Culture and Politics vs. Excellence

Thursday, March 03, 2016

Former NFL Quarterback Kurt Warner writes of a few current out-of-favor counterparts that past coaches have let them down:

As we can see when we look at [Colin] Kaepernick and [Robert Griffin III], they never had to worry about not being the best athlete on the field. Where many of us lose that tag in high school or college, these guys have been able to sustain it all the way to the NFL.

Sounds like an incredible blessing, and of course to some degree it is, but it has delayed their overall growth and remains the main reason they are continually struggling at the NFL level.

Many of these guys have never been taught how to play the position the way it has to be played against the best athletes in the world. They have always been taught the basics, but then been encouraged when things didn't look right to "Do what you do."

But it has finally caught up to them, just as it did the rest of us.
My first impulse is to blame this short-sighted "coaching" on the insidious influence of the philosophy of Pragmatism, and this is correct, but...

I have to admit that in the current, largely state-controlled system of athletic development, which is grafted onto our educational system, there is no inherent long-range incentive for a coach at a lower level to think beyond the next few seasons. In that context, "Do what you do," makes some sense, and drills like the one Warner extolls are arguably a waste of time. Only a more capitalistic system, such as the academy system used by some professional soccer clubs or perhaps a farm club system, as in baseball, would better lend itself to coaches having a vested interest in player development. This would be no guarantee -- some coaches would still see winning games in the short term as what "works" -- but it is clear from this mundane example that bad culture and improper government can and do affect every aspect of our lives. In this case, most of us merely lose out on some entertainment, but a few very talented athletes out there are really getting shafted.

-- CAV

2 comments:

Anonymous said...

Hey Gus:

This was an interesting post. Kurt Warner was a favorite QB of mine. But I have been interested in the steady decline of many prominent QB in the NFL. I noticed the overall lack of skills. As Warner states athleticism only goes so far. Here in Chicago, we are dealing with one of the laziest, poorly performing QB, who was given a massive long term contract he did not deserve. And the Bears have had the worse five seasons ever.

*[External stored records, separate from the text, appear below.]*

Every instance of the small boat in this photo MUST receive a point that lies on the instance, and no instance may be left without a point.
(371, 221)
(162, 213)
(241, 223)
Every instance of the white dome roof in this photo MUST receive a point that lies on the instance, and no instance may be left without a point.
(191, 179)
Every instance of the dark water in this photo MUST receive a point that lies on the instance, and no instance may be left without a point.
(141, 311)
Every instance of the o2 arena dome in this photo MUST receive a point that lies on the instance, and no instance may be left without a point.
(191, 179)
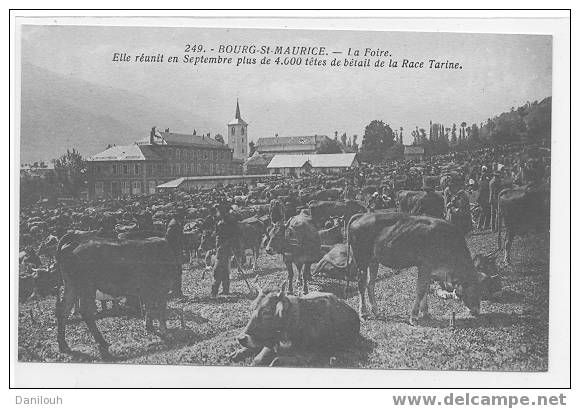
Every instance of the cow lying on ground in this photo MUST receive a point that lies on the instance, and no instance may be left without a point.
(398, 241)
(144, 269)
(281, 325)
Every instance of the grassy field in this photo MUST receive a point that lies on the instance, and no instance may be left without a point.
(511, 334)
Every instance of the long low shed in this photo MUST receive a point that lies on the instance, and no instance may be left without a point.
(295, 165)
(193, 183)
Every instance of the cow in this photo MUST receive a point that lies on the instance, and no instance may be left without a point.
(331, 236)
(276, 211)
(282, 325)
(299, 242)
(251, 233)
(323, 210)
(139, 234)
(398, 240)
(421, 203)
(522, 210)
(29, 256)
(141, 268)
(48, 246)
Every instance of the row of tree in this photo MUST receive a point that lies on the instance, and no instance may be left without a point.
(530, 124)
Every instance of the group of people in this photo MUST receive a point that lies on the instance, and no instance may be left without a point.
(477, 179)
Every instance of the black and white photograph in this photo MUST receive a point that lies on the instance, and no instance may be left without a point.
(300, 198)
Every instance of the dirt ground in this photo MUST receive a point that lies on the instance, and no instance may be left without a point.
(510, 335)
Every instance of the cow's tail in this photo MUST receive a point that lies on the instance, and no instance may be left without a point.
(499, 218)
(352, 219)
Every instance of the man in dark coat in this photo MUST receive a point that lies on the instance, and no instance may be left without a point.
(494, 189)
(483, 200)
(175, 239)
(227, 245)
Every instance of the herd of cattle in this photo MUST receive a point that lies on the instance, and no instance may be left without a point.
(117, 248)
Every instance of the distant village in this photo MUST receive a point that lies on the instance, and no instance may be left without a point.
(165, 160)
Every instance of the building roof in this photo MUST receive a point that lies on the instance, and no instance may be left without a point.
(414, 150)
(290, 143)
(259, 159)
(315, 160)
(132, 152)
(179, 181)
(181, 139)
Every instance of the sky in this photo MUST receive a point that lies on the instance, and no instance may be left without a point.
(498, 72)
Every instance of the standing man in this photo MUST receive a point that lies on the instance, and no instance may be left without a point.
(227, 245)
(494, 189)
(174, 237)
(483, 200)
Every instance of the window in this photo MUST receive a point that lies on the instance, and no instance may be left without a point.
(136, 187)
(152, 186)
(99, 189)
(125, 187)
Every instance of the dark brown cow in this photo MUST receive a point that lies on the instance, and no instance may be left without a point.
(398, 241)
(299, 242)
(522, 210)
(251, 230)
(323, 210)
(144, 269)
(331, 236)
(281, 325)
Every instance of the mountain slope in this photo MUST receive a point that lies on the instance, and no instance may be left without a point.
(59, 113)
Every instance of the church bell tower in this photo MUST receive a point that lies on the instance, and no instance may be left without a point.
(238, 135)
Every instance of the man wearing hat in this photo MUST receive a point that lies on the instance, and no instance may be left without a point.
(429, 204)
(175, 239)
(483, 199)
(227, 245)
(494, 189)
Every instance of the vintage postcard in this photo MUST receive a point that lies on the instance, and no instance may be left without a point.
(228, 196)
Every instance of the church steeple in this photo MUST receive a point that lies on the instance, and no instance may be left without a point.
(238, 135)
(238, 116)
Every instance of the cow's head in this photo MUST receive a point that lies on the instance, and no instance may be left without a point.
(267, 316)
(276, 238)
(207, 241)
(470, 293)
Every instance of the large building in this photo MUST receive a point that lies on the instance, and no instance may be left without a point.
(291, 144)
(136, 169)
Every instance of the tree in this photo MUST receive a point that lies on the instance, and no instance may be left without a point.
(377, 139)
(71, 172)
(354, 143)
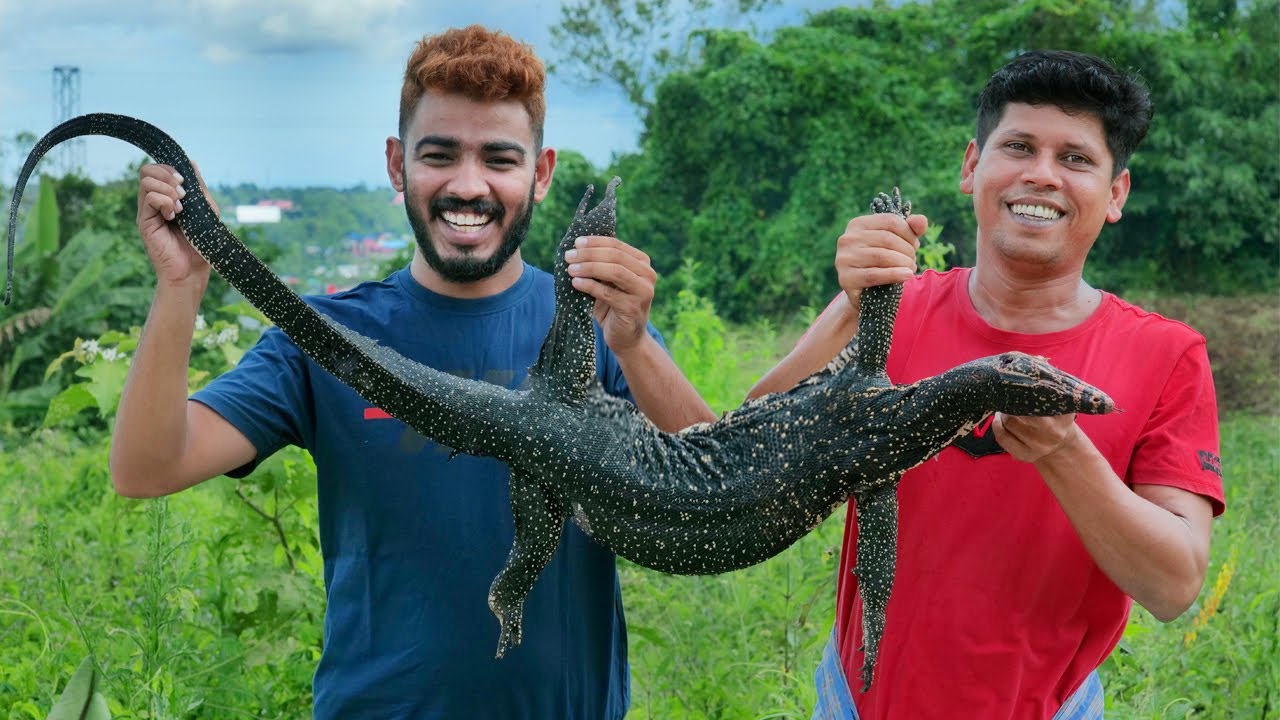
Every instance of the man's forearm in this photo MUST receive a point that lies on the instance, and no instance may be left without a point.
(661, 391)
(1155, 548)
(151, 422)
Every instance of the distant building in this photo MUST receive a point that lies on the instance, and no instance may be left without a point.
(251, 214)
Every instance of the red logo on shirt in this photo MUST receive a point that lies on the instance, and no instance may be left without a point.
(1210, 461)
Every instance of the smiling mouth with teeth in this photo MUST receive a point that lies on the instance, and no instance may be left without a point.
(465, 222)
(1037, 212)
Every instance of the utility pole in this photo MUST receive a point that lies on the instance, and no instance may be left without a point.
(71, 154)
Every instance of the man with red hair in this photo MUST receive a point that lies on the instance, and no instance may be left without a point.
(411, 538)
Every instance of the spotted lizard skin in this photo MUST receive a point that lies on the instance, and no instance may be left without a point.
(711, 499)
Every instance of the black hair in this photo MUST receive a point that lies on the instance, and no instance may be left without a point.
(1075, 82)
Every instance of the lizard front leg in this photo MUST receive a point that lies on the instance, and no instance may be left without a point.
(539, 524)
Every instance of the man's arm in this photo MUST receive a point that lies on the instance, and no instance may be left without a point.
(622, 282)
(873, 250)
(163, 442)
(1152, 541)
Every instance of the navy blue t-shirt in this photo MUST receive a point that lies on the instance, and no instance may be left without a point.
(411, 540)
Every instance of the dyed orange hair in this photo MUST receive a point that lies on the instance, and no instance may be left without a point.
(480, 64)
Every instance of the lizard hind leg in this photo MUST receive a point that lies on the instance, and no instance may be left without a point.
(539, 524)
(877, 559)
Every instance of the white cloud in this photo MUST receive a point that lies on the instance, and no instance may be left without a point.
(250, 27)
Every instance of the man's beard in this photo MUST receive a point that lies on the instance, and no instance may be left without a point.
(467, 268)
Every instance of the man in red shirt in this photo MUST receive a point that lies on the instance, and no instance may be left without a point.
(1023, 546)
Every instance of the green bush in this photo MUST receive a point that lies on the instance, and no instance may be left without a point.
(1243, 338)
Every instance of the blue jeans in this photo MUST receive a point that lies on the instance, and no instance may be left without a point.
(835, 702)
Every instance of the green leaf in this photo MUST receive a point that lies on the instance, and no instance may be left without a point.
(105, 383)
(81, 698)
(68, 404)
(42, 226)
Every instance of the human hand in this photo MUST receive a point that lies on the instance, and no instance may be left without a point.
(1032, 440)
(621, 281)
(160, 192)
(876, 250)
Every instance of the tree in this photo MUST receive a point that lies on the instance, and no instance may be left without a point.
(634, 45)
(757, 155)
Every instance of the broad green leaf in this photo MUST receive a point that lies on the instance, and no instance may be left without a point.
(105, 383)
(68, 404)
(40, 237)
(81, 700)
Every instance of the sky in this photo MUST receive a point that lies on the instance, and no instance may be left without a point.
(274, 92)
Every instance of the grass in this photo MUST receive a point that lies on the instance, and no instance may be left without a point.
(195, 607)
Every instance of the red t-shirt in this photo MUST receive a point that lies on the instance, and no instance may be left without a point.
(997, 609)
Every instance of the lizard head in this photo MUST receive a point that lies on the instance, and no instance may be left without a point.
(1025, 384)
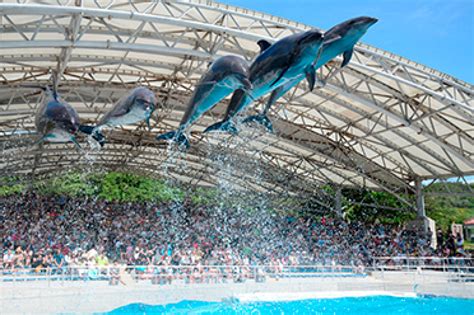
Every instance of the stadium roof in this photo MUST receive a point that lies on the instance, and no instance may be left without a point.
(382, 122)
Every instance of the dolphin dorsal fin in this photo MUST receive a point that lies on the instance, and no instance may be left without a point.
(347, 57)
(263, 44)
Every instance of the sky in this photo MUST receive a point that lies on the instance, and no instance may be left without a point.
(436, 33)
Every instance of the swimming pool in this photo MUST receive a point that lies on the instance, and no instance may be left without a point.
(361, 305)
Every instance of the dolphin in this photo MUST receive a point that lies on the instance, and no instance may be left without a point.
(340, 39)
(56, 120)
(275, 66)
(225, 75)
(136, 106)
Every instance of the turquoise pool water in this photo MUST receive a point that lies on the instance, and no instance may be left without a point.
(353, 306)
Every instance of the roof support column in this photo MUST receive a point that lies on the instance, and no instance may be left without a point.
(338, 202)
(420, 203)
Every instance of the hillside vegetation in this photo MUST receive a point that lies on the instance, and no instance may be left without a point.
(361, 205)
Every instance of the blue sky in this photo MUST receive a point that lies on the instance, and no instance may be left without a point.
(436, 33)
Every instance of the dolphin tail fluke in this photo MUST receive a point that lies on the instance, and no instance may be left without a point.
(223, 126)
(86, 129)
(261, 119)
(176, 136)
(94, 133)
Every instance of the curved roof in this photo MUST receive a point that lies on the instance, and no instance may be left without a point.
(381, 122)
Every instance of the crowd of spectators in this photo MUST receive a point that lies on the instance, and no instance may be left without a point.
(39, 232)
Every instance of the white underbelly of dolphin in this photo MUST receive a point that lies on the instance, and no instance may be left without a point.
(135, 115)
(58, 135)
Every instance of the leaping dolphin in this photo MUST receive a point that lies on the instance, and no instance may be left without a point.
(277, 65)
(340, 39)
(56, 120)
(136, 106)
(225, 75)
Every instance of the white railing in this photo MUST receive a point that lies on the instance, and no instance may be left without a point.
(459, 268)
(408, 263)
(159, 274)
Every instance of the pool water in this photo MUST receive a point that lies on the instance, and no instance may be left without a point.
(364, 305)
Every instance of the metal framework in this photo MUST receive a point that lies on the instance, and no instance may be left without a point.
(383, 122)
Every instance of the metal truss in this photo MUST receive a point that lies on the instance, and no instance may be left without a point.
(383, 122)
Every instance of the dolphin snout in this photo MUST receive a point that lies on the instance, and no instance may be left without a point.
(247, 84)
(366, 20)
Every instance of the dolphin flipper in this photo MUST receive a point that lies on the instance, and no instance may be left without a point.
(311, 77)
(347, 57)
(223, 126)
(94, 132)
(74, 140)
(263, 44)
(261, 119)
(281, 74)
(175, 136)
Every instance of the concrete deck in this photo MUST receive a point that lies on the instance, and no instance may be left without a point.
(42, 297)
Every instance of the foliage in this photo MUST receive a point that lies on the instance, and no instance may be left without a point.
(358, 205)
(130, 187)
(447, 208)
(204, 197)
(7, 190)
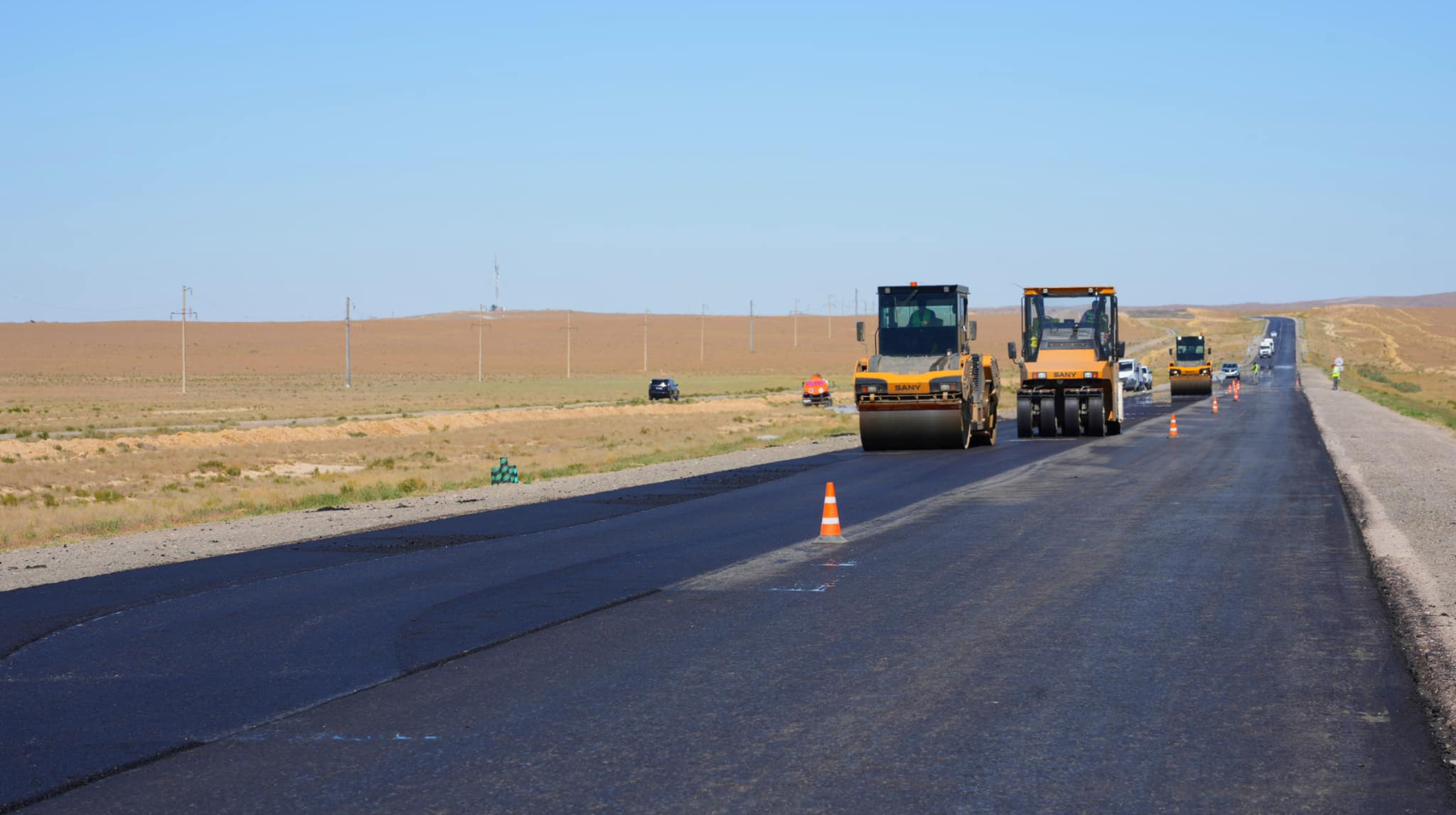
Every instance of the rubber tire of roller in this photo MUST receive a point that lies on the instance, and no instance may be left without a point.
(1070, 420)
(984, 438)
(1048, 416)
(1097, 415)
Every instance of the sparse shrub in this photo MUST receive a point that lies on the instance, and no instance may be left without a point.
(1373, 374)
(411, 485)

I think the real culprit is the NCAA. I actually gave a Toastmasters speech on the NCAA. The organization is a complete sham. It was started by President T. Roosevelt as a quasi group, who wanted to save the reputation of football. There were so many deaths and catastrophic injuries, the American public was turning against it. It evolved in its current form with this notion of the "student-athlete" because colleges did not want to pay workers compensation from the injuries the "student-athletes" sustained. That was it. So there's the legal gymnastics that the NCAA uses to justify this nonsense. I believe sports should not be connected to higher education. As you point out there should be some kind of farm league, with their own teams where talent is properly cultivated.

Bookish Babe

Gus Van Horn said...

BB,

Thanks for writing in: I did not know -- although the information fails to surprise me -- why the NCAA was founded.